In organic chemistry, benzoyl (/ˈbɛnzəʊɪl/, BENZ-oh-il) is the functional group with the formula \sCOC6H5 and structure \sC(=O)\sC6H5. It can be viewed as benzaldehyde missing one hydrogen. The benzoyl group has a mass of 105 amu.

The term "benzoyl" should not be confused with benzyl, which has the formula \sCH2\sC6H5. The benzoyl group is given the symbol "Bz" whereas benzyl is commonly abbreviated "Bn".

==Sources==
Benzoyl chloride is a favored source of benzoyl groups, being used to prepare benzoyl ketones, benzamides (benzoyl amides), and benzoate esters.

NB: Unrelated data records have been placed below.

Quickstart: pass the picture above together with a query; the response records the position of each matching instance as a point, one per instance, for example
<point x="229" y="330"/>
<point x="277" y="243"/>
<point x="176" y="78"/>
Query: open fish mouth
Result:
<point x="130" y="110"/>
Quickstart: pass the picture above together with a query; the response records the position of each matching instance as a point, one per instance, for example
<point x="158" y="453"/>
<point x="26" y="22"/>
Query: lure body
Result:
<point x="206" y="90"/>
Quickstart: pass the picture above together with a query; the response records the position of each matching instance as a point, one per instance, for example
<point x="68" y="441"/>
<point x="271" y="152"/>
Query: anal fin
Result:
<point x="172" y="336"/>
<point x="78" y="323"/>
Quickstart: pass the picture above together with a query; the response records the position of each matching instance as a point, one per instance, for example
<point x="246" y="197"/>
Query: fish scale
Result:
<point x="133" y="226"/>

The source of many naturally occurring benzoyl compounds is the thioester benzoyl-CoA. Irradiation of benzil generates benzoyl radicals, which have the formula PhCO.

==Benzoyl compounds==
Many ketones contain the benzoyl group. They have the formula C_{6}H_{5}CO–R, an important example being benzophenone.

Benzoyl esters and amides are common in organic chemistry. The esters are used as a protecting groups in organic synthesis, which can be easily removed by hydrolysis in dilute basic solution. Benzoyl-β-D-glucoside is a natural substance that can be found in Pteris ensiformis.